Through her website Gancia ships nationwide and will make local deliveries. The store is open 11 a.m. to 6 p.m. Tuesday through Sunday and now offers curbside pickup.
Children's books on target
In February, as concerns about the health crisis were growing, friends since high school Aimee Danchise and Alexis Mason decided to go forward with having a booth at the annual New York Toy Fair inside the cavernous Jacob K. Javits Convention Center in Manhattan's gay neighborhood of Hell's Kitchen. They were there to promote their children's books featuring whimsically odd plush creatures they call inklings, inspired by their love of the HBO program "Fraggle Rock."
A buyer for the retail chain Target stopped by and expressed interest in carrying the books and toys. The women sent him samples he could show to his colleagues, and in a matter of weeks, they learned they would be featured in Target stores across the country as part of a special promotion during the all-important holiday toy-shopping season. The books paired with the plush retail for $19.99.
"We were in shock. We were only being sold in two stores in New Jersey and all of a sudden Target is interested. It happened pretty quickly," recalled Mason, who is queer and authors the books. "It is just the two of us. We are both still in shock."
Mason, 39, whose title is chief content officer, wrote the first inklings book about Danchise's daughter Evie, who is now 3 years old. She paired her with Ollie the Oddball Oddbird. The fluorescent orange avian creature helps spark the toddler's imagination, reflected in the book by its pages progressing from black-and-white to fully colored.

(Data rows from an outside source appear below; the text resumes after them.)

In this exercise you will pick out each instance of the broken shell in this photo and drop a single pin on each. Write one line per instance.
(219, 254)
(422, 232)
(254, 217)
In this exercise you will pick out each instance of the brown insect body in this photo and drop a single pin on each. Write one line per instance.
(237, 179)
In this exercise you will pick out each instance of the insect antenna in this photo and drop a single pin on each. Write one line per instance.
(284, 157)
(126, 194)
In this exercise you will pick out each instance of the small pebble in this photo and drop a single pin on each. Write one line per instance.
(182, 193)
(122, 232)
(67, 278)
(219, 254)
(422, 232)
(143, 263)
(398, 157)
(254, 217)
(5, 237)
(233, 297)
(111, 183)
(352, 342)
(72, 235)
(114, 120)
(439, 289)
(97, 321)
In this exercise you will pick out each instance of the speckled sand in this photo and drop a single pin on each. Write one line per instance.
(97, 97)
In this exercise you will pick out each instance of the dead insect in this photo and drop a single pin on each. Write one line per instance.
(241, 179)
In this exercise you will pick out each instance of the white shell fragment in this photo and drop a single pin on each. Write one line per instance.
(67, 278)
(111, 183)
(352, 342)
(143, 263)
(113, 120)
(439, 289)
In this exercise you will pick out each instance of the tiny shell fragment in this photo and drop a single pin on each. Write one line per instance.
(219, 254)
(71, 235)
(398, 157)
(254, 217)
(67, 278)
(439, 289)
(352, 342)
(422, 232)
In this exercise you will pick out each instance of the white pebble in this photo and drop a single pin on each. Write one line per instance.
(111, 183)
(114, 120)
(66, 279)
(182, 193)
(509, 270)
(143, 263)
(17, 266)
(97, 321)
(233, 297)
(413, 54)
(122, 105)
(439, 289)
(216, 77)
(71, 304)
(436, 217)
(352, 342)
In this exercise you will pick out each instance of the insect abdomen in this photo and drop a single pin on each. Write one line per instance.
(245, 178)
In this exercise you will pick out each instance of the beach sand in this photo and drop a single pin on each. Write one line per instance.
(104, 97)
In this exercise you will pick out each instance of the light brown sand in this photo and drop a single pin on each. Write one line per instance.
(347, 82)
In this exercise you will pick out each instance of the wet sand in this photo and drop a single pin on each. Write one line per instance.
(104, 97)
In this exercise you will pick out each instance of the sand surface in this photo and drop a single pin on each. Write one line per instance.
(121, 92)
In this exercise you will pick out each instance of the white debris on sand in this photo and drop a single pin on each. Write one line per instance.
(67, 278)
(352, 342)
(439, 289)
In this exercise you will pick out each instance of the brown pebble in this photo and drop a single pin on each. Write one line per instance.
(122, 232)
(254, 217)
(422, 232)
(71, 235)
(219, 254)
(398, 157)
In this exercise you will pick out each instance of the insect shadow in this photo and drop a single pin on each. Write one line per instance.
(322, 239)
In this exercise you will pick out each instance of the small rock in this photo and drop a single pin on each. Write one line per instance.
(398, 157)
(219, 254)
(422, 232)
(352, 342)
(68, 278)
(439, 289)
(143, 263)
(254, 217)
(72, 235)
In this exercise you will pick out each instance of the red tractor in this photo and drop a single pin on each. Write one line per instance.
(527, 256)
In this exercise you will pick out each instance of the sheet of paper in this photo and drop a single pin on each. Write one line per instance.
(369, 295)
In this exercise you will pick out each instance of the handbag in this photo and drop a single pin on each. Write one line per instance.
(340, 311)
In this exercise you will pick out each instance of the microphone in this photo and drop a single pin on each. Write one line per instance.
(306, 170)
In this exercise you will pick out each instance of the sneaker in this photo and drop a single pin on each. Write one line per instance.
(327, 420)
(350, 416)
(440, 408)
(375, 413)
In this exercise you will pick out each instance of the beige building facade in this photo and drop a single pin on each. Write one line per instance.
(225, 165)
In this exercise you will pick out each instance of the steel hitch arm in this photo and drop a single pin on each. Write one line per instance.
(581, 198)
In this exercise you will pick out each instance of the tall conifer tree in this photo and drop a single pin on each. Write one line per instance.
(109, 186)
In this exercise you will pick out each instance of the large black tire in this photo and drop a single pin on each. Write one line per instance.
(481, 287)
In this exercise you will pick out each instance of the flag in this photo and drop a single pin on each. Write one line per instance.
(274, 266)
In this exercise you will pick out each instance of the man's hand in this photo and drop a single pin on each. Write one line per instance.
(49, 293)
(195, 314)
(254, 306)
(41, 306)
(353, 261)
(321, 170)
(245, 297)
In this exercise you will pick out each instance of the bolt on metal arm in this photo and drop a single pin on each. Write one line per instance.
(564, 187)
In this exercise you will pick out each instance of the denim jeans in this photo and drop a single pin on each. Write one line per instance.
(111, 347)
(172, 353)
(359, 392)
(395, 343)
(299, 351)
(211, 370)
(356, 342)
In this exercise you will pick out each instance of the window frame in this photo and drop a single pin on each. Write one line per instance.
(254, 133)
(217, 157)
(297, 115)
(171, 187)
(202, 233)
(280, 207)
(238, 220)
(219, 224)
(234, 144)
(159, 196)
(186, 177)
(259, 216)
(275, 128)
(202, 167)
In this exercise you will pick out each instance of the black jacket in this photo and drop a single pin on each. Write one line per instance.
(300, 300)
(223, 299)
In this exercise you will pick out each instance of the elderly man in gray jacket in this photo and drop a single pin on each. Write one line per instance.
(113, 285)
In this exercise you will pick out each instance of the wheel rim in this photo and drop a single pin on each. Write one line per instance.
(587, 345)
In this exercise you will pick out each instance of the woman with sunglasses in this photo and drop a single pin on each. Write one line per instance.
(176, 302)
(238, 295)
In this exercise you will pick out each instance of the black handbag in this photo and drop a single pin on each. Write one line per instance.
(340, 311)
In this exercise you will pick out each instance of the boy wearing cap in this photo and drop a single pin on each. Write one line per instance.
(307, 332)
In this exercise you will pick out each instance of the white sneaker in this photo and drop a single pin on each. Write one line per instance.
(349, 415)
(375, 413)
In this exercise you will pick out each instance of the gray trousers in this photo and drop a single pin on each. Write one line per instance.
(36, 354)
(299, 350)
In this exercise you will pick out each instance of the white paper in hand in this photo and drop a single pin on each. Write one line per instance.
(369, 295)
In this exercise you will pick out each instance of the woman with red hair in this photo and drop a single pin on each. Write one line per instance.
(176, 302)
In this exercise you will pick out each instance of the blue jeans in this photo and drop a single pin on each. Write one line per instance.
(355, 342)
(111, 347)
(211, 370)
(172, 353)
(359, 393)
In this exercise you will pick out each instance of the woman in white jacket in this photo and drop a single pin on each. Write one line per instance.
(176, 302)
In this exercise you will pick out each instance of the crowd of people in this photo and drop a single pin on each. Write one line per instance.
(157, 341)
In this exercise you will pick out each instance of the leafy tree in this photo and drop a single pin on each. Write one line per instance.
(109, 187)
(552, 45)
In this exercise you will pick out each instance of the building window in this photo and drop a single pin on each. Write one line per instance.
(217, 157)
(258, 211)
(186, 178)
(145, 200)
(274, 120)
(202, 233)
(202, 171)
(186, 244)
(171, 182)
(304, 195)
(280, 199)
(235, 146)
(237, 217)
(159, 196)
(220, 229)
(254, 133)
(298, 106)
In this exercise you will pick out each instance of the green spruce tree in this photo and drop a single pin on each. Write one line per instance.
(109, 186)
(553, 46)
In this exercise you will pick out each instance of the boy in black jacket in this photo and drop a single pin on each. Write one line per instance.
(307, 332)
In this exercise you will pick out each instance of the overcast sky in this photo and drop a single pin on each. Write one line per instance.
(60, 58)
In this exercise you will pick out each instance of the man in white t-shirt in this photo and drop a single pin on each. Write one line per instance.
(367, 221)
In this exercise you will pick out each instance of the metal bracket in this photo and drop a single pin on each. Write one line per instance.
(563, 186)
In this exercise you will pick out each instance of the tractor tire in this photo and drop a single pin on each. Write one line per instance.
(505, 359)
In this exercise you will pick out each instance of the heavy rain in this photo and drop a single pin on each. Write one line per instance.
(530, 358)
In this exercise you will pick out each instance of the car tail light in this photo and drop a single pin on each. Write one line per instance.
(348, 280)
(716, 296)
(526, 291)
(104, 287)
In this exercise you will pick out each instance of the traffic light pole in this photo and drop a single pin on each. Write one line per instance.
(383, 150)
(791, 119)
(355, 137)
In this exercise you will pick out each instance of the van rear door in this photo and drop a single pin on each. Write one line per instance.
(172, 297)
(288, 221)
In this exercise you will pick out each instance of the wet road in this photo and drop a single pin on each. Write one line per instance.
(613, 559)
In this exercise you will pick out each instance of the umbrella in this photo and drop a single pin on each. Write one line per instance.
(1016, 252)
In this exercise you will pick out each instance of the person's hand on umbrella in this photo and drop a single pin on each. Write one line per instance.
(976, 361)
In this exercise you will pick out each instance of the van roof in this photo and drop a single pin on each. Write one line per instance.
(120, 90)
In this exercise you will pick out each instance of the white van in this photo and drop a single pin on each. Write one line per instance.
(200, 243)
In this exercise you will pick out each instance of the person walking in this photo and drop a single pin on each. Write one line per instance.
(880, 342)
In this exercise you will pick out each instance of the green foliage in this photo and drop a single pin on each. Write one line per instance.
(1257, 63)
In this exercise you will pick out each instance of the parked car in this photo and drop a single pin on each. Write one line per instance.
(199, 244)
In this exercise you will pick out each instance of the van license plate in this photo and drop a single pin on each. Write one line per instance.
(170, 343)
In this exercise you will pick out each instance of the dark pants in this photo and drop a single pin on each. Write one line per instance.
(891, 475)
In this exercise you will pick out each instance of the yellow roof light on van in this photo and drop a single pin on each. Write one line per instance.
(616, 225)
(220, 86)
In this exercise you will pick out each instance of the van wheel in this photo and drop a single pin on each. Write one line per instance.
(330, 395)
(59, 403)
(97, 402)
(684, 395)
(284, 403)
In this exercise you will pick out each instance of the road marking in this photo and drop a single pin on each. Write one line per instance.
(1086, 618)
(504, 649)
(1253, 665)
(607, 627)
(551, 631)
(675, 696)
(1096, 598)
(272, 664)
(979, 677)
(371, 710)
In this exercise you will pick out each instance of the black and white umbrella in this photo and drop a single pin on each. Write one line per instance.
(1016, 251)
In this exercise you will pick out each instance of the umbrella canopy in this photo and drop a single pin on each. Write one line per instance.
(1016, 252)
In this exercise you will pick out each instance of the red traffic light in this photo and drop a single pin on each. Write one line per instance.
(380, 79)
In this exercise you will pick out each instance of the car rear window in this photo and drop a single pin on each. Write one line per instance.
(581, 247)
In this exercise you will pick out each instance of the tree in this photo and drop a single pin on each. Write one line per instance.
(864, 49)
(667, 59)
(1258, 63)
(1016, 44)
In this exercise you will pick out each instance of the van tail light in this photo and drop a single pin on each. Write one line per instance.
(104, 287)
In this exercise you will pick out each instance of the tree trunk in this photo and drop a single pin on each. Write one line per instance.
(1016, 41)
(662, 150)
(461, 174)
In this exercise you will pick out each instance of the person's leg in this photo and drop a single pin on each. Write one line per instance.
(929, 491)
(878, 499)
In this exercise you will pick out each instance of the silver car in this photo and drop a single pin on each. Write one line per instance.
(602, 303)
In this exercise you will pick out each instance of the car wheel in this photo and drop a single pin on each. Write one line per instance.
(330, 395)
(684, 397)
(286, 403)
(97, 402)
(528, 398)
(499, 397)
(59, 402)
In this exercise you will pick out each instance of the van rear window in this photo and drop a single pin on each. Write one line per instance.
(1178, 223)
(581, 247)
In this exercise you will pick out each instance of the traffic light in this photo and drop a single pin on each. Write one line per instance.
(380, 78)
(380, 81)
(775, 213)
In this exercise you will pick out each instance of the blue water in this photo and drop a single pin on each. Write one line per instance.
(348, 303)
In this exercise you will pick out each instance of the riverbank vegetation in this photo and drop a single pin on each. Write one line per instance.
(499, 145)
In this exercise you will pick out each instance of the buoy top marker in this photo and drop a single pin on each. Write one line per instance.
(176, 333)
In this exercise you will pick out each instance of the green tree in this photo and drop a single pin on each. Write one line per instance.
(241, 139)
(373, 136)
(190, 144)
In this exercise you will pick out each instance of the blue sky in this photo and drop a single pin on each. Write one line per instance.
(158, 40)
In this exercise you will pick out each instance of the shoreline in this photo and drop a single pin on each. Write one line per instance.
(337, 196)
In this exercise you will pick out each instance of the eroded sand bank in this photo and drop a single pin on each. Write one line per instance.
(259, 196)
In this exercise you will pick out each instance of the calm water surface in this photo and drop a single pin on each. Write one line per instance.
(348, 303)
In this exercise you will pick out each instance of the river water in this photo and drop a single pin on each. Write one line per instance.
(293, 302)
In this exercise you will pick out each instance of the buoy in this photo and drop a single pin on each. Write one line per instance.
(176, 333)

Danchise, 38, the chief operating officer, assists Mason with the creative process for the books. There are two additional ones, "Sofia & Gus the Toothy Tusked Rus" and
"Billy & Wobby the Wild Eared Wala."
The fourth one will likely feature Gabe, the 1-year-old son of Danchise and her husband, Chris. Mason comes up with the storyline and writes the books, and then Danchise edits them and oversees the marketing for their Inklings Infant Novels company.
Danchise, who had worked in fashion, is now focused on the books fulltime, while Mason continues to do marketing for an insurance company in New Jersey, where the friends live and grew up. They convinced a pair of local stores to carry their inklings and were confident they would be marketable to a wider audience.
"We knew we had to go to the toy fair and get in front of people and that most people would get it," said Mason. "They are weird and quirky but who we are."
The books feature diverse children with different family makeups. Sofia, for instance, has two dads.
"I think for Aimee and I creatively that was always super important to us. All babies have different genders and family dynamics and racial backgrounds," she said. "It is important for there to be representation. Even if it is a baby in a little book, I think that matters."
In addition to teaching life lessons, Mason said she hopes the books and accompanying plush dolls bring kids and their families a bit of joy and fun.
"During the last four years it was a nightmare for most people. We just wanted to spread some positivity and acceptance as much as we could."
In the Bay Area, the books can be found at the Target stores in Alameda, 2700 5th Street, and Daly City, 100 Westlake Ctr.